1. The Research Librarian (Semantic-enhanced Schema Extractor)

  • The Metaphor: Imagine you are looking for a specific book in a massive library. A normal AI might try to read every single book title. The Research Librarian, however, knows your current topic.
  • How it works: Before the AI tries to write the answer, this module scans the database and says, "Hey, the user is talking about 'students' and 'pets'. We don't need to look at the 'cars' or 'weather' tables. Let's just pull out the 'Students' and 'Pets' shelves."
  • The Magic: It also fixes confusing names. If a column is named "cont_id" (which is vague), the librarian uses a smart tool to realize it actually means "Continent ID" and clarifies it for the AI. This prevents the AI from getting lost in a sea of irrelevant data.

2. The Memory Keeper (Schema-aware Context Extractor)

  • The Metaphor: Imagine you are writing a story with a friend. You say, "And then the hero..." Your friend needs to know which hero you are talking about. The Memory Keeper looks back at your previous sentences to find the right character.
  • How it works: When you ask a new question, this module looks at your past questions and the SQL answers that were generated before. It finds the most relevant "base" answer from the past and says, "Okay, the user is building on this specific previous answer. Let's use that as a starting point."
  • The Magic: It filters out the noise. Instead of feeding the AI the entire history of the conversation (which might be confusing), it gives the AI a clean, relevant "cheat sheet" of what matters right now.

The Result: A Clearer Path

By using these two tools, Track-SQL acts like a filter. It strips away the confusing, irrelevant parts of the database and the conversation history, leaving the main AI with a clean, focused prompt.

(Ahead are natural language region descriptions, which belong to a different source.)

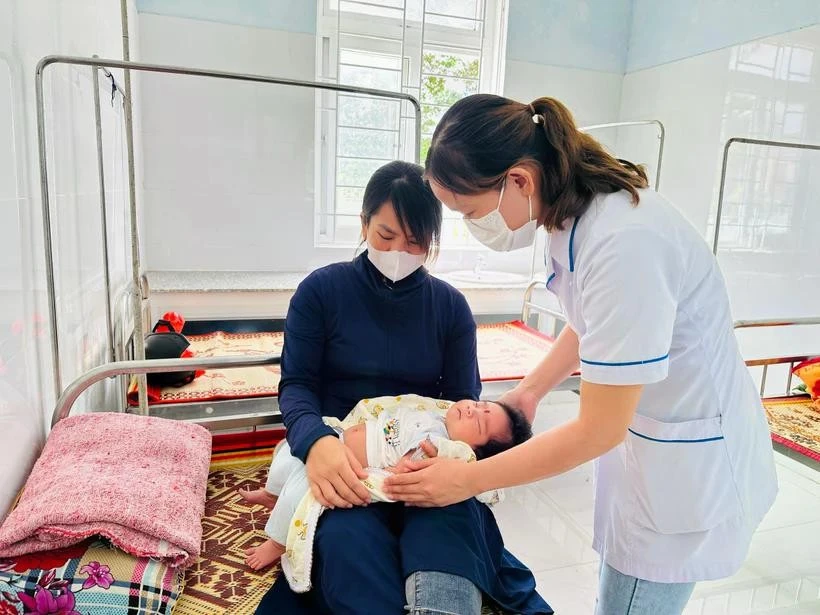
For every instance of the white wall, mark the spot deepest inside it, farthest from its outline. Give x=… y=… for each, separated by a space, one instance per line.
x=29 y=30
x=228 y=165
x=243 y=154
x=767 y=89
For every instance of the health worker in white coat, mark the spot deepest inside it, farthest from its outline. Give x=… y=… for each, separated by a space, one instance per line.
x=684 y=468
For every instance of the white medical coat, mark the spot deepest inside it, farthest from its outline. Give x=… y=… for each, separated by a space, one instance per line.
x=679 y=499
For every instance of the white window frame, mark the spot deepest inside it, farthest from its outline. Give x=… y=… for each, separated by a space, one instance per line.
x=493 y=60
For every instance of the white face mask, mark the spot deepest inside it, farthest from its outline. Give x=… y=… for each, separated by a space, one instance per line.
x=395 y=265
x=493 y=232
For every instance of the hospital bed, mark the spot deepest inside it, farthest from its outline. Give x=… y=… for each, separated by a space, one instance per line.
x=793 y=418
x=507 y=350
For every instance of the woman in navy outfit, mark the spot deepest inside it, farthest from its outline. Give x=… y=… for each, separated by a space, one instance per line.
x=382 y=325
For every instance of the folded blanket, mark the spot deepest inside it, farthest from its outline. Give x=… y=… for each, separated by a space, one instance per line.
x=298 y=558
x=138 y=481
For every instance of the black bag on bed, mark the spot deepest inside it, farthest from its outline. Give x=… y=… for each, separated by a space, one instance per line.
x=167 y=344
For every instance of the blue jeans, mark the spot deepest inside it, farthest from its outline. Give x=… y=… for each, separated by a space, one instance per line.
x=440 y=593
x=619 y=594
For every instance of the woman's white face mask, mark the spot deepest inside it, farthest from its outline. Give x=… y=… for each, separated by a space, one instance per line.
x=493 y=232
x=395 y=265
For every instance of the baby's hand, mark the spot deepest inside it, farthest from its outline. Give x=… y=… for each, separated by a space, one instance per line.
x=401 y=467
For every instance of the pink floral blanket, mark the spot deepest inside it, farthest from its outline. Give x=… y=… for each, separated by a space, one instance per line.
x=138 y=481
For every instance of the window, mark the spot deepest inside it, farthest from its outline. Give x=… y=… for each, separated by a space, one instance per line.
x=436 y=50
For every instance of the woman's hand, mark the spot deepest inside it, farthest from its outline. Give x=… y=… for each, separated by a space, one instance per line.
x=334 y=474
x=432 y=482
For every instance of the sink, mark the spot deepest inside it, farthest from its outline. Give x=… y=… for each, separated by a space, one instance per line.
x=490 y=278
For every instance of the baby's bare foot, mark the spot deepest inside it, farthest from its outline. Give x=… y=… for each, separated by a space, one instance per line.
x=263 y=555
x=258 y=496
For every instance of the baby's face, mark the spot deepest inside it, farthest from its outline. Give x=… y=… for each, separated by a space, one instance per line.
x=477 y=422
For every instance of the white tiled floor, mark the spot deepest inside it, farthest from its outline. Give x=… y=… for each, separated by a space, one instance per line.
x=548 y=525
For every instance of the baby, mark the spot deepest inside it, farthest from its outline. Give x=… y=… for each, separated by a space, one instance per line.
x=387 y=435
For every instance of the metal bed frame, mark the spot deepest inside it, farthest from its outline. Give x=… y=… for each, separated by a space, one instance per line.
x=777 y=322
x=136 y=285
x=791 y=360
x=725 y=164
x=226 y=413
x=247 y=412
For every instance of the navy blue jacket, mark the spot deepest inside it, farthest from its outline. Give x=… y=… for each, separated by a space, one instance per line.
x=350 y=334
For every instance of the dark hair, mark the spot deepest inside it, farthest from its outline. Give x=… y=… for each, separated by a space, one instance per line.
x=520 y=430
x=403 y=185
x=482 y=136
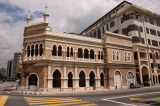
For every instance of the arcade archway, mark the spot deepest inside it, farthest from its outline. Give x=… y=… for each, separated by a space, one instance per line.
x=82 y=82
x=32 y=82
x=145 y=76
x=70 y=80
x=91 y=78
x=56 y=79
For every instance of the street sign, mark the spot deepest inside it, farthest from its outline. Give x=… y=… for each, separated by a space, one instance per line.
x=19 y=69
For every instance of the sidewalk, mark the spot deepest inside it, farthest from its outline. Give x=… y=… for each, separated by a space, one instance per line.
x=77 y=91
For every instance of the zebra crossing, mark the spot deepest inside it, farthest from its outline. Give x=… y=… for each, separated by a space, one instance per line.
x=57 y=101
x=3 y=99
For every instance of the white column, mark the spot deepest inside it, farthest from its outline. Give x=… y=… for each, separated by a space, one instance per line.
x=50 y=78
x=65 y=78
x=97 y=79
x=87 y=82
x=75 y=79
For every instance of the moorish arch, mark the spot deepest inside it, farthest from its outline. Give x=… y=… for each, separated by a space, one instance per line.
x=82 y=81
x=117 y=80
x=56 y=79
x=130 y=78
x=159 y=78
x=33 y=82
x=91 y=78
x=70 y=79
x=145 y=75
x=102 y=79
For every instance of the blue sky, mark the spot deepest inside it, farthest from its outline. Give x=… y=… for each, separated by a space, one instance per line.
x=65 y=16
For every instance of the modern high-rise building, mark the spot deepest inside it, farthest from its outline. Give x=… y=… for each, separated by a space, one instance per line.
x=144 y=28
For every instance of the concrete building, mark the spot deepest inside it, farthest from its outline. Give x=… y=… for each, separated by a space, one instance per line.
x=9 y=68
x=144 y=28
x=60 y=61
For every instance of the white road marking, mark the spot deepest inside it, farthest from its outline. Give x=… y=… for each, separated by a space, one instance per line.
x=109 y=99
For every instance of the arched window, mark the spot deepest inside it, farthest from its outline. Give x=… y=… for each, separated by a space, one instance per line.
x=157 y=57
x=86 y=53
x=54 y=51
x=32 y=50
x=125 y=56
x=36 y=50
x=28 y=51
x=91 y=78
x=59 y=51
x=129 y=57
x=102 y=79
x=117 y=55
x=41 y=50
x=71 y=51
x=113 y=55
x=56 y=79
x=80 y=53
x=82 y=82
x=32 y=80
x=67 y=51
x=91 y=54
x=70 y=80
x=99 y=55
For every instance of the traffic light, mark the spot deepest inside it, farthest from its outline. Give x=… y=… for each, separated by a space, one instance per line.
x=25 y=75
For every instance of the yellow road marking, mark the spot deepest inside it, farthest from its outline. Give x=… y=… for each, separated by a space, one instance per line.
x=50 y=98
x=86 y=105
x=49 y=101
x=60 y=104
x=53 y=101
x=144 y=99
x=3 y=100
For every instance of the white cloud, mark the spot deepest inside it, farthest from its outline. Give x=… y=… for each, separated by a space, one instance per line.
x=65 y=16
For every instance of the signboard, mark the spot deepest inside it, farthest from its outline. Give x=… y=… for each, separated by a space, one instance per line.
x=19 y=69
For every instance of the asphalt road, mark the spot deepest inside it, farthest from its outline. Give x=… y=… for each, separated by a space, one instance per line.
x=141 y=96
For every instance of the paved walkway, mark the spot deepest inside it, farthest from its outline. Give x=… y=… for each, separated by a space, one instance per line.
x=77 y=91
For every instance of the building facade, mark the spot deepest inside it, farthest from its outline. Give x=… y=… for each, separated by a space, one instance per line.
x=60 y=61
x=3 y=72
x=144 y=28
x=9 y=68
x=15 y=64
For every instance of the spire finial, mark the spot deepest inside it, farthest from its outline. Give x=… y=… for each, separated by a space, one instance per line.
x=46 y=9
x=28 y=13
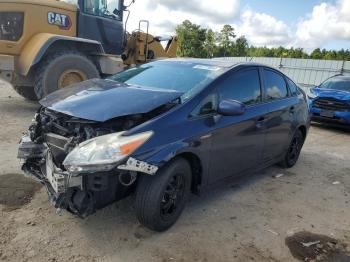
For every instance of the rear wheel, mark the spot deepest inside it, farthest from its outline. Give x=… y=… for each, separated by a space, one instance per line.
x=27 y=92
x=160 y=199
x=61 y=70
x=294 y=150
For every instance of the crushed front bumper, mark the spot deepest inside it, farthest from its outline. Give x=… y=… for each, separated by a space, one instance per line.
x=81 y=194
x=336 y=118
x=38 y=163
x=7 y=67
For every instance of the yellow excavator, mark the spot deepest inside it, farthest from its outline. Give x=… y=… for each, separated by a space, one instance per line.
x=46 y=45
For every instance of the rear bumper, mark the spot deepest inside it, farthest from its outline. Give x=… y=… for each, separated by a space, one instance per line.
x=338 y=118
x=7 y=67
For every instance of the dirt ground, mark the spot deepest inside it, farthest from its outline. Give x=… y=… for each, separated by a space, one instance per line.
x=264 y=217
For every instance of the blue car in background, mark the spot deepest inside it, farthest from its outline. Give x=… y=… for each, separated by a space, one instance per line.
x=330 y=102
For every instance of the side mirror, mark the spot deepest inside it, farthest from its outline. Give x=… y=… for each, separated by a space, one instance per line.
x=230 y=107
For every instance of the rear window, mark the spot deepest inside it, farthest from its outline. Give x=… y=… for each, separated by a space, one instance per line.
x=275 y=86
x=243 y=86
x=294 y=90
x=337 y=83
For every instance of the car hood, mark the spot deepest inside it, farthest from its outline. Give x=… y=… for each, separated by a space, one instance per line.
x=101 y=100
x=338 y=94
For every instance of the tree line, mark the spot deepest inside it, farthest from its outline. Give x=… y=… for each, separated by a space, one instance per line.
x=196 y=41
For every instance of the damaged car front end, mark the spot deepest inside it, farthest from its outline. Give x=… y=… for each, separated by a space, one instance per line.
x=85 y=163
x=98 y=141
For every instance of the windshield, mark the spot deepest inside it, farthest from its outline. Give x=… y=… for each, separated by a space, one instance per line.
x=337 y=84
x=186 y=77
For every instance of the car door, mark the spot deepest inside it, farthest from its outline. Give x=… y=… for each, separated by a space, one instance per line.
x=280 y=116
x=237 y=141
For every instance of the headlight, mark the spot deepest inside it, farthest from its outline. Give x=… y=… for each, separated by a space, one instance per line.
x=311 y=94
x=104 y=152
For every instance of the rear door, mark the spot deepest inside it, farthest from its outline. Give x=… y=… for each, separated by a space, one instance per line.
x=237 y=141
x=279 y=119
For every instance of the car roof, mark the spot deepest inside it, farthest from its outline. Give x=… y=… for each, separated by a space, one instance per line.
x=340 y=77
x=220 y=62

  • Without Track-SQL: The AI is like a driver trying to drive through a city with foggy windows and changing road signs. It often crashes (makes mistakes).
  • With Track-SQL: The fog is cleared, the road signs are fixed, and the driver has a GPS that knows exactly where they've been and where they need to go.

Why It Matters

The researchers tested this on two major datasets (SParC and CoSQL) which are like "final exams" for AI in this field.

  • The Score: Track-SQL scored significantly higher than previous methods.
  • The Improvement: It improved the accuracy of the answers by about 7% to 9.5%. In the world of AI, that's a massive jump. It means the AI is much more reliable at handling complex, back-and-forth conversations about data.

In a Nutshell

Track-SQL is a system that teaches AI to organize its notes and remember its context before it tries to solve a problem. Instead of guessing in the dark, it shines a flashlight on the right parts of the database and the right parts of the conversation, leading to much smarter and more accurate answers.